Being a huge fan of that kind of music, and enjoying the creativity that seemed to gush forth from the early nineties to probably the mid-nineties, the rather comparatively stagnant feel of the latter half of that decade was disappointing. Little did I know at the time that the music scene would grow still more stagnant yet, and that the trend would be towards more poppy sounding music - in many respects, a revival of the same kind of poppy, lighthearted music that grunge in general, and Nirvana's "Smells Like Teen Spirit" in particular, managed to replace, to dethrone. I had hoped that this was a long-lasting triumph of more authentic music, of more "real" experience in music, if you will. 

Clearly, I was wrong.

Still, good music is good music. And in this case, the Smashing Pumpkins still have music that has withstood the test of time. "Mellon Collie and the Infinite Sadness" has aged well, and this video, which got me to view "1979" in an entirely different way, adds an element that allowed me to appreciate it in an entirely different way.

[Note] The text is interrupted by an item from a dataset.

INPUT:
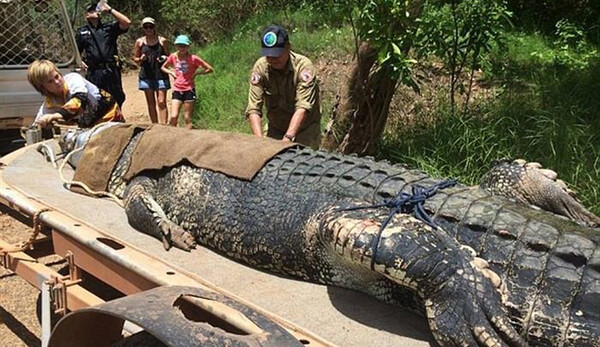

Perhaps it will do the same for you, so I recommend taking a look and giving it a chance. I added the video at the very bottom of this blog entry, underneath some pictures that I took from that Pumpkins concert that my son and I attended last summer.

Enjoy!





The Smashing Pumpkins



My son posing in front of a musical display featuring a makeshift musical stage, with a drum set and a guitar (and the over-sized pick in the background), and showing the performing artist for this evening, The Smashing Pumpkins.